The top ten does a fair job, in my estimation, of representing the tone of the whole 50. My problem is not necessarily that there are some people on the list who differ with me about some disputable theological issue. My problem is that this list contains at least 1 person who denies the Trinity, several members of the Word of Faith and Prosperity Gospel movements, and some Catholics in addition to some very solid preachers and other workers for the gospel.

So what is my concern? It is simply that this article does not really do anything to make distinctions between the beliefs of the people on this list. And I’m not talking about Spiritual gift or Church organizational issues, but it is with the gospel itself. For instance, in my study of the Bible, I find it to be so clear that sinful man is saved by grace through faith in Jesus Christ alone. That faith is a living faith that is shown in repentance of sin and the continuous bearing of fruit. There are some people on this list who I know would articulate it correctly (MacArthur, Piper, Mohler, Kennedy, and some others). However, there are people on this list who use “the sinner’s prayer” seemingly as the “ticket” to salvation (Hagee #36), people who add works to salvation with either good works (Cardinal Mccarrick #49) or baptism (T.D. Jakes #4 and Cardinal Mccarrick #49). The list also includes at least one man who is in the protestant arena but wants to downplay the doctrine of hell and ultimately the sinfulness of man and the righteousness of God, re-examine the doctrine of Justification by faith by saying that it is not about being saved from the wrath of God, and who’s movement is subjectifying truth (Rob Bell #10).

I wonder if enough votes or nominations for a Mormon leader would have been received if they would have placed his name on this list? It may sound like a silly question, but I don’t think that it is as far fetched as I would hope. It seems like one of the current Mormon angles is to attempt to be identified alongside of actual Christians.4 I have experienced this by looking at some of their web materials and speaking with some of their missionaries and seeing how they try to blur the distinctions between us and them so as to lower the guard of normal confessing Christians.

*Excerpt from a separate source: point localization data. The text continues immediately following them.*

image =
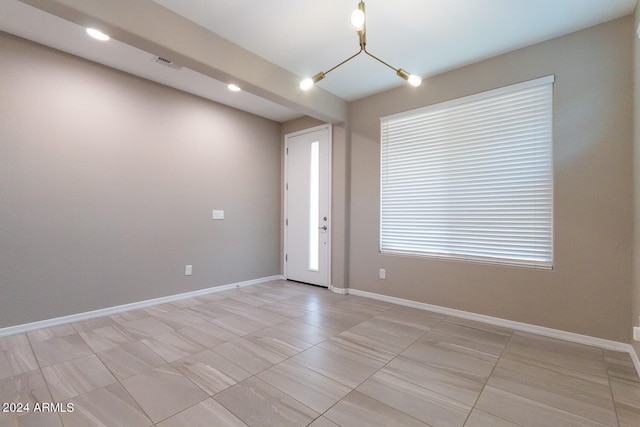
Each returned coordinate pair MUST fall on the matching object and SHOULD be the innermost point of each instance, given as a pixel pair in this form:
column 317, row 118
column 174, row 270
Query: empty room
column 330, row 213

What’s worse than my previous thought is the reality that most of the people on this list would classify themselves (or allow themselves to be classified by others) as an evangelical. The term evangelical (coming from the Greek word for the gospel, or good news) refers to those people who defend the gospel or people who defend the singular authority of Scripture and holding to a historically protestant interpretation of them. So then I ask you, if being described as a Christian or even as an evangelical is just as applicable to John MacArthur (#42) as it is to Robert Schuller (#13), or to T.D. Jakes (#4) what does that tell you? Nothing, it tells you nothing. The word “evangelical”, as it is understood popularly, might as well refer to someone who makes statements that may be loosely arrived at from the Bible, and there is no understanding of what this term has historically meant.

So here is my conclusion, call for action, or shout in the darkness (whatever). Should we start calling ourselves something different? Don’t get me wrong, I think that we deserve the title of Christians and of Evangelicals, but if those titles have been co-opted, should we not do our best to distance ourselves from those who claim to be in the same group but do serious damage to the gospel?

I don’t know what that title should be, but I do know that if being labeled as a Christian includes everyone from Albert Mohler to Robert Schuller and almost everyone else who uses the name of Jesus in their teachings, we have a serious category problem from the beginning. But, if the title of evangelical extends from people like John Piper to those like T.D. Jakes, then Evangelicalism has a problem. Because men like T.D. Jakes and Robert Schuller don’t deserve the title of Christian much less the title of an evangelical.

1 “a Rabbi, a Priest, and a minister... “ by Eric Johnson

2 I wrote an e-mail to a friedn who enjoyed T.D. Jakes, you can find my blog entry about that at


4 This is in direct contradiction to what their founder, Joseph Smith. He claimed that all other denominations or segments of Christianity were apostate and that the new Mormon religion was he only true Christian church.